Just about to fix a rail to my motorhome and just taken the adhesive Sikaflex that came with the rail - and find the product is 5 months out of date - The tube is sealed and un opened 
Do you think it is OK to use 
Any advice would be appreciated 

Many thanks


----------



## Zebedee (Oct 3, 2007)

If it is still runny enough to be usable it will be fine.

You won't know until you open it - the shelf life of that stuff is not very long, even when unopened.

It may well be solid - but if it appears to be, it's worth poking a big screw down the hole just in case it's still soft in the middle.

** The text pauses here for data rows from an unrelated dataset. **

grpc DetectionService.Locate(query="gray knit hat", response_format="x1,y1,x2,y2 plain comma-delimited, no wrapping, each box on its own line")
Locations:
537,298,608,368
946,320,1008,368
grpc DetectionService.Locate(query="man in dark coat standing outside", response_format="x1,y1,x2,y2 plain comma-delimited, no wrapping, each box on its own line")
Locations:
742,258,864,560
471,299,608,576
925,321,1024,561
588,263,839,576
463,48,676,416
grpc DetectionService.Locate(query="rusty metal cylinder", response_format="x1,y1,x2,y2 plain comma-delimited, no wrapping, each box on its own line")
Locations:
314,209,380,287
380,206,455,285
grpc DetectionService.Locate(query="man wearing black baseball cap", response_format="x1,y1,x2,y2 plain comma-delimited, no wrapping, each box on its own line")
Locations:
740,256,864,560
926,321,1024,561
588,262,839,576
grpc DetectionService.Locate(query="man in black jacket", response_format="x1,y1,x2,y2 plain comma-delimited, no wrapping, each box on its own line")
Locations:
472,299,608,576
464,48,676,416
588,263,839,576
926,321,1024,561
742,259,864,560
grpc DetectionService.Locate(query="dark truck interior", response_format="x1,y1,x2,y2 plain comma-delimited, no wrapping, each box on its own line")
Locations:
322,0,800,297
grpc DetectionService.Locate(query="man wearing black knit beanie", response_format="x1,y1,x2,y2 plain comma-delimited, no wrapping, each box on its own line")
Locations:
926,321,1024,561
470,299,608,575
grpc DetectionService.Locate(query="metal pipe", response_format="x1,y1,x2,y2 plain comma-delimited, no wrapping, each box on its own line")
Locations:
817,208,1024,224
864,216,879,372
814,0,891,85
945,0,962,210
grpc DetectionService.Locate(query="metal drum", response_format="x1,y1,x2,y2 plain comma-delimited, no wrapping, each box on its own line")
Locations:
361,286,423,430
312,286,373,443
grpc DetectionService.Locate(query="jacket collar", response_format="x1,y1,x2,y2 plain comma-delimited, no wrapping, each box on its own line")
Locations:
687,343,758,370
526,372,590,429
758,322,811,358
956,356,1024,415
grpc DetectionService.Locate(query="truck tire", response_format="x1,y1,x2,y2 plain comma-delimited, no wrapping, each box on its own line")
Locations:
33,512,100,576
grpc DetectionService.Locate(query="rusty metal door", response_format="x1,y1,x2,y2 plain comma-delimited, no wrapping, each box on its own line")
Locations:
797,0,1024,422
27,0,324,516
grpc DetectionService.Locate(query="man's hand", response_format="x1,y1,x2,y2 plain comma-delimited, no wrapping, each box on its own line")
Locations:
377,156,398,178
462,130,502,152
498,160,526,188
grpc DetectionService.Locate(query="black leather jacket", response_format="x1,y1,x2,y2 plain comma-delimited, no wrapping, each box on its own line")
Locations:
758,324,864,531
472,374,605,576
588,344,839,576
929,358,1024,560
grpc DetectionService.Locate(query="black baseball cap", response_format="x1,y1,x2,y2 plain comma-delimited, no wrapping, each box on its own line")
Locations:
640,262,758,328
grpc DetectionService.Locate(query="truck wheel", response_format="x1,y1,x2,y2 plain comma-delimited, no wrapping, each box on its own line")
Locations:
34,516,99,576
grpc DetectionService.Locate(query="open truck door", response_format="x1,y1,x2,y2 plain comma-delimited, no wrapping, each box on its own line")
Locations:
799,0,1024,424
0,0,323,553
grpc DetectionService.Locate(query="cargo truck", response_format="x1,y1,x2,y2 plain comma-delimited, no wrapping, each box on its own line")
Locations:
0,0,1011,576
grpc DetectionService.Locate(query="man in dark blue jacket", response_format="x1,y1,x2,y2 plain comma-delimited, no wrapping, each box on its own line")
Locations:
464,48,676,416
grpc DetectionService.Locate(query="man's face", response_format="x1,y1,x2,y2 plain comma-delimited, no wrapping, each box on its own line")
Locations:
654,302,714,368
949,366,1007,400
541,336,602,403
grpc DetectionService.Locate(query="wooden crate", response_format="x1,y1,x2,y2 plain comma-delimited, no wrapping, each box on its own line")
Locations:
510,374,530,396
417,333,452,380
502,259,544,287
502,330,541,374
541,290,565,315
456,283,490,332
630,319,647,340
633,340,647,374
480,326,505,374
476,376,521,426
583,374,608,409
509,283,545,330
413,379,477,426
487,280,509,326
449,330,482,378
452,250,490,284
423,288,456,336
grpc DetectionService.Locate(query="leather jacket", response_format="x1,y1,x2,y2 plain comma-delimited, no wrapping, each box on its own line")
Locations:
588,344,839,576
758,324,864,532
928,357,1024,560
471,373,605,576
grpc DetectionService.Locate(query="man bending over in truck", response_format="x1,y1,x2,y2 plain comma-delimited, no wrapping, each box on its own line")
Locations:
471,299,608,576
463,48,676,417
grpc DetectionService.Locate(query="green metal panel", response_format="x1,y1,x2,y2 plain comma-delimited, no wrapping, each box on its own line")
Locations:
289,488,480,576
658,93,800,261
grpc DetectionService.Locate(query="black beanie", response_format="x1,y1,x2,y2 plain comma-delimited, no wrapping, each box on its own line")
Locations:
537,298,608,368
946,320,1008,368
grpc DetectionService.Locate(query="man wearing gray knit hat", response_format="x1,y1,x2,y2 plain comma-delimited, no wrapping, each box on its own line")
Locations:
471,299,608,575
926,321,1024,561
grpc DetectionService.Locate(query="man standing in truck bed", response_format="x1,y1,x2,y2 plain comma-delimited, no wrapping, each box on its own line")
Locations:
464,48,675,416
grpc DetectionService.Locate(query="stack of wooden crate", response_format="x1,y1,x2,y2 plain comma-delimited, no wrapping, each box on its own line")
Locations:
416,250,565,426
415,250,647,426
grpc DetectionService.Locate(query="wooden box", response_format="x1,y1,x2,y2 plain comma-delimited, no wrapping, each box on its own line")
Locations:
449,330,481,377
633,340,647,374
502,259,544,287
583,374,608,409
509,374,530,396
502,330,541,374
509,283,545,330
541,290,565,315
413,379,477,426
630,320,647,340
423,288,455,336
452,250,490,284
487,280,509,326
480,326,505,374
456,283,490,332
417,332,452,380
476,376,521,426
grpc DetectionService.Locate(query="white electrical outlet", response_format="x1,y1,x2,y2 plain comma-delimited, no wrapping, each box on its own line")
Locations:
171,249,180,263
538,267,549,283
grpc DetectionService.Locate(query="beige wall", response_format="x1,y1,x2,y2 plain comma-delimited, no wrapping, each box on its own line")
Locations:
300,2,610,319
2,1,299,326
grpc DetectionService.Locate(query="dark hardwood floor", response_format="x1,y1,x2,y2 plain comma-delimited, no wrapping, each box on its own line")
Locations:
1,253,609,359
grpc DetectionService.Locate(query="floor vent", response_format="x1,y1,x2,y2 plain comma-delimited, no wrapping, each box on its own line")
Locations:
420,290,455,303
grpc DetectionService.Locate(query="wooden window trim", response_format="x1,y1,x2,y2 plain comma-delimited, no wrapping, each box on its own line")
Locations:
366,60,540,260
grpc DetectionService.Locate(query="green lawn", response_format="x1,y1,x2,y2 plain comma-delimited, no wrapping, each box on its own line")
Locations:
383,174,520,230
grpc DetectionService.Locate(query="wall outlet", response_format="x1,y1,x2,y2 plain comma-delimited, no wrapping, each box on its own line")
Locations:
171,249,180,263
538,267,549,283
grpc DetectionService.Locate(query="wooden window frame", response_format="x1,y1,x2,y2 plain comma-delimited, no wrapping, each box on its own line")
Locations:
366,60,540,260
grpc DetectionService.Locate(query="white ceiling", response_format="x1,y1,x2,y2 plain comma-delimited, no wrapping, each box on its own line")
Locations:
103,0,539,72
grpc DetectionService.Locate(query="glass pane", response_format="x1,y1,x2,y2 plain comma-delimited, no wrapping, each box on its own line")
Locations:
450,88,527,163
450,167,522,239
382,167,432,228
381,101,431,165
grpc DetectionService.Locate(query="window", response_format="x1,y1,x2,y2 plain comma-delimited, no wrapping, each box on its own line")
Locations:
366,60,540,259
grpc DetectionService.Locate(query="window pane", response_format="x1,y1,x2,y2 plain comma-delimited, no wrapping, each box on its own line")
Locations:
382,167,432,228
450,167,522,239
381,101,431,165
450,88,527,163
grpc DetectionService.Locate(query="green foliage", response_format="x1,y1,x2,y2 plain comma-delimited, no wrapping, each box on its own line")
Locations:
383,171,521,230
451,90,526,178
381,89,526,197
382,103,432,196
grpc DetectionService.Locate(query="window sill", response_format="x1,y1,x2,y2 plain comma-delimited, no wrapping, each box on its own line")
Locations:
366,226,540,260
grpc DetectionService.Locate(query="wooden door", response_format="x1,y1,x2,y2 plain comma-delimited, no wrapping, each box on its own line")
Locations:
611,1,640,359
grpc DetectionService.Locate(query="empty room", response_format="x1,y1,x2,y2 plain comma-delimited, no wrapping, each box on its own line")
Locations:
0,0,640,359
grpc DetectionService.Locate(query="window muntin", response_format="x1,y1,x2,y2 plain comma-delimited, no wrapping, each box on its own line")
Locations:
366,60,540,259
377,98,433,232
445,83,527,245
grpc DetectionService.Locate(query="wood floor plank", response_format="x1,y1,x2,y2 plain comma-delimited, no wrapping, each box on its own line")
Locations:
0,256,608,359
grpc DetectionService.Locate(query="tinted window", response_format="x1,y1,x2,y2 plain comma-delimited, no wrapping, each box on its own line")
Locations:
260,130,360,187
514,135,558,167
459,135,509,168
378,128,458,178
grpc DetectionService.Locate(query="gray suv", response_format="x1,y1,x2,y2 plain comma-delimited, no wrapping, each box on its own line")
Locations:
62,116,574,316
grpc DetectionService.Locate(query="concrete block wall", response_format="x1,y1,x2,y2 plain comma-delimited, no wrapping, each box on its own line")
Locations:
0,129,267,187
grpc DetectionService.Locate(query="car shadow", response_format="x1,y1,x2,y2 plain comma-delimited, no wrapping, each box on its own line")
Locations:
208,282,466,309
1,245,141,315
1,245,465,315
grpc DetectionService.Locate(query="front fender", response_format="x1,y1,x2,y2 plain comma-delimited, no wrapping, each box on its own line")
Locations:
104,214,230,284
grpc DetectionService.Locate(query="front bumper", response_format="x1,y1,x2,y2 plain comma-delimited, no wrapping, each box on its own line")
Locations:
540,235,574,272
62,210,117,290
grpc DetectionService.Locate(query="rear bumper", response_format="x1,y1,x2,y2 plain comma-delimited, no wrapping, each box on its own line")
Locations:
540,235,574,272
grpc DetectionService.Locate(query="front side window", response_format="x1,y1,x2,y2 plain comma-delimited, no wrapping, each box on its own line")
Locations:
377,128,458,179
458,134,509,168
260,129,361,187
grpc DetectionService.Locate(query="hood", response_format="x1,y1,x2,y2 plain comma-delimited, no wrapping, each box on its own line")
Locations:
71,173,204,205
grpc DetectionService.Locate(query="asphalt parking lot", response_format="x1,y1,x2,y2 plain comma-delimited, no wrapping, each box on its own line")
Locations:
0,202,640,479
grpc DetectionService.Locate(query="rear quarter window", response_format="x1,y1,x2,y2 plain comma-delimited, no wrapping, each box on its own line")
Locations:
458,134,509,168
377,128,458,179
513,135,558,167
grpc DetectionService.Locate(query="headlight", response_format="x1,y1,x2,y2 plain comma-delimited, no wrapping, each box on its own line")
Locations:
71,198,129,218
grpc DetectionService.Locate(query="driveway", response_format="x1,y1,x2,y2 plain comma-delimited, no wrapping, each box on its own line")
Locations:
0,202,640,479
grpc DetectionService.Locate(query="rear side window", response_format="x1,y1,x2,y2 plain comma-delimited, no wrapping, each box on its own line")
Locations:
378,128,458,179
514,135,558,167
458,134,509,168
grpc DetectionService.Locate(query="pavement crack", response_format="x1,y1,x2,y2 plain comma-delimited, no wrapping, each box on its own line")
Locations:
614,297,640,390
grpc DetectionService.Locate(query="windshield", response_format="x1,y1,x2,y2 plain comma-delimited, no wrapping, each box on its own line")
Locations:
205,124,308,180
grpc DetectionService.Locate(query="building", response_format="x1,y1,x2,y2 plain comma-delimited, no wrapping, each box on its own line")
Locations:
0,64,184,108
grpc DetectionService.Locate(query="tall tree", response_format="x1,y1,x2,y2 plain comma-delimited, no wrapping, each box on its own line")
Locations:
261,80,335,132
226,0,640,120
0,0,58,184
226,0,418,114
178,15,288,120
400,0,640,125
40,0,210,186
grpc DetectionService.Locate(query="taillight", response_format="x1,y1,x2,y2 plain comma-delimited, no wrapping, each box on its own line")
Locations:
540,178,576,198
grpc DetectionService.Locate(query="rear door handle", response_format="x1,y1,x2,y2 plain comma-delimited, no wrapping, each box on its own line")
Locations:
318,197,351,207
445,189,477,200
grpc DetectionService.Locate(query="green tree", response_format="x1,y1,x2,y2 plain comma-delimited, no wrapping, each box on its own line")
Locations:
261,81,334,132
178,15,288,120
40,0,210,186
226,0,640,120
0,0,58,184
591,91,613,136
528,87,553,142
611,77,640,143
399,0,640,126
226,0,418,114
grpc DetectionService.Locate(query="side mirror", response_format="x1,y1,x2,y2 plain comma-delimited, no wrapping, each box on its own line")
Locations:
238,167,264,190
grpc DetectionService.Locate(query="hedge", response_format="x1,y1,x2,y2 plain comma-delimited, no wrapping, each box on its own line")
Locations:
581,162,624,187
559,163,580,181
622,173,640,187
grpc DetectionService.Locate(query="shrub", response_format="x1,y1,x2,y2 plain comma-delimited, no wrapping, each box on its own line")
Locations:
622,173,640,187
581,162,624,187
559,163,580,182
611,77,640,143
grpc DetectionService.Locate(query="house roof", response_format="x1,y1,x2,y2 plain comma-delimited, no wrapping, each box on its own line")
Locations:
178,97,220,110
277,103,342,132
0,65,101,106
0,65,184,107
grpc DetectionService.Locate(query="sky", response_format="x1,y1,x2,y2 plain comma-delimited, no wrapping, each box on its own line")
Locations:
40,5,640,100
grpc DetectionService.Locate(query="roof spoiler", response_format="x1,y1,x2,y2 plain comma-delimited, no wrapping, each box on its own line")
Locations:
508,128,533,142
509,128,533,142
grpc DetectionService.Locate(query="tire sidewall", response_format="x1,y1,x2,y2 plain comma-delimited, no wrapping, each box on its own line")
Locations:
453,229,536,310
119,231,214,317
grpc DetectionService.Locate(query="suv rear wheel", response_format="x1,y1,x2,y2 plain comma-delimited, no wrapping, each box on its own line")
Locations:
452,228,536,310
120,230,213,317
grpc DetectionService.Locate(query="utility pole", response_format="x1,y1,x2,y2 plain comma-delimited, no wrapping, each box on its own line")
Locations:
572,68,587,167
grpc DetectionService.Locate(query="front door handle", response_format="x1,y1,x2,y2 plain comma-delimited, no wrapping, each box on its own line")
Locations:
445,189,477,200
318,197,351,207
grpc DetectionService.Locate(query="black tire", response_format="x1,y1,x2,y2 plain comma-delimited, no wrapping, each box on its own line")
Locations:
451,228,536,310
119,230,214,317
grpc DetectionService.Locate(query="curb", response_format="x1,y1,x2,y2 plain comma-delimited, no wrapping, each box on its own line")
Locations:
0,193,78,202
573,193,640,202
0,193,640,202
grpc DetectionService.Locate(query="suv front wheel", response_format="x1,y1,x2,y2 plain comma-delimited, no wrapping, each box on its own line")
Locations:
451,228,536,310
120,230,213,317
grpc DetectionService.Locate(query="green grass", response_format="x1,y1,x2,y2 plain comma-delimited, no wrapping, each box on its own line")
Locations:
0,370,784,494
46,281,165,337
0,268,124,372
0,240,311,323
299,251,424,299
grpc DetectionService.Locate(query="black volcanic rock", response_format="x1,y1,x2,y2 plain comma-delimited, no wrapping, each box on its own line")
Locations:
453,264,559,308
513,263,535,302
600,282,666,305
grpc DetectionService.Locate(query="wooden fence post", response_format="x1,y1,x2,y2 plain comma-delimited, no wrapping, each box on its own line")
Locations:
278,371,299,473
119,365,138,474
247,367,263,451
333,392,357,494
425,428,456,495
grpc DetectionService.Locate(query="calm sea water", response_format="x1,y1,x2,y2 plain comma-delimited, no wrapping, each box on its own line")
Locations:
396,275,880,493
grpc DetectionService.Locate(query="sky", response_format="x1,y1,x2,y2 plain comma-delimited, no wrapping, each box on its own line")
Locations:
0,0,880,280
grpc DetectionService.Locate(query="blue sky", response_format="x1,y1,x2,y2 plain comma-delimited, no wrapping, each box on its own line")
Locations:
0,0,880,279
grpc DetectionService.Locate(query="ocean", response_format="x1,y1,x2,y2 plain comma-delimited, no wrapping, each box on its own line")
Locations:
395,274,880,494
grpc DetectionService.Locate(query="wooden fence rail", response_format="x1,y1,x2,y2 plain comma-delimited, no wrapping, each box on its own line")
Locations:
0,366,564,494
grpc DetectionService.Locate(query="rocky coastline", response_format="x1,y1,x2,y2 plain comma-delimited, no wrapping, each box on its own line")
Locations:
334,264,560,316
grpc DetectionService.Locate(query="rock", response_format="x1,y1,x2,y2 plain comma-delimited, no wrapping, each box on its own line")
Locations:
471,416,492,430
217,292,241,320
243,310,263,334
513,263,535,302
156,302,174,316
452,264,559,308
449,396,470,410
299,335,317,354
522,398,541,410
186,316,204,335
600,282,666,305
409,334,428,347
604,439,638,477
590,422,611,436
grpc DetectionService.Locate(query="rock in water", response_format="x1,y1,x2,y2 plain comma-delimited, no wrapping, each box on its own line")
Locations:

If you only need a small amount you may get away with it.

If it is solid and you only just received it, send it back. The suppliers should (almost certainly do) know about the limited shelf life.

Dave


----------



## wakk44 (Jun 15, 2006)

Personally I wouldn't use it,you are intending to fix something to the roof and we all know the expense of repairing water ingress.It is a labour intensive job to repair.

For the cost of a new tube of sealant and the peace of mind it would give you I would buy a new tube of sikaflex.Simply by asking the question you are having doubts about it.

I suggest you bite the bullet and buy some new then you can sleep easier especially when it is chucking it down outside. :wink:


----------



## Zebedee (Oct 3, 2007)

This is war Steve!! 8O

Glue guns at dawn I think. :lol: :lol:

*Seriously for Sammy*. If it is liquid enough, squirt a "worm" out on a bit of card or something, and leave it overnight (_preferably somewhere fairly warm_).

By the morning you will know if it's OK or not. If it has gone so tough and rubbery that you can hardly pull strongly enough to break it, then it will be OK. It should go to the consistency of a super-tough pencil eraser. Quite flexible and you can indent it quite easily with a fingernail, but try pulling the worm in half!! 8O

Steve has a point though - if you are seriously concerned it's only about 7 quid a tube.

Dave


----------



## SaddleTramp (Feb 15, 2007)

I have used it with no problems at over 12 months after date, If it is still useable (Soft) it should be ok. IMO


----------



## nicholsong (May 26, 2009)

I am not sure we are all talking about the same Sikaflex products.

The OP said he is fixing a 'rail'.

If that is a roof rail which one may be holding onto, I think I would be bolting it through to something sturdy, not an adhesive, and using a Sikaflex 'sealant' to protect against water ingress.

The properties of adhesives and sealants are somewhat different, so the test after 12 hours proves different things.

I want my sealant to remain flexible to cope with movement of the two members it is creating a seal between [for the pedants "between which it is creating a seal"]

Have I got this wrong?

Geoff


----------



## jud (Aug 15, 2009)

hi sammyb if any sealant like sikaflex is out of date be it on your head if it leaks for the price of it throw it away . it take the same time to do a bad job as a good one.jud


----------



## JohnWebb (May 1, 2005)

And put it in the freezer after use to keep what is left usable. I find it lasts for a very long time if you do that.


----------



## eurajohn (May 9, 2005)

I'm firmly in the "if it's still fluid enough to squeeze out " definitely use, I have used Sikaflex that was 2 years past it's sell by date!! it performed as it should and is still OK today (a few years on).
Sikaflex when cured does remain flexible, not so much so as normal silicone sealants though, it does show signs of ageing via surface cracking and dis-colouration but this will not detract from it's structural integrity.
Any manufacturer of a product will give that item a sell / use by date, as they can never know how well it will be stored before used, so to cover themselves that date will be the shortest time they can be sure it will remain useable.


----------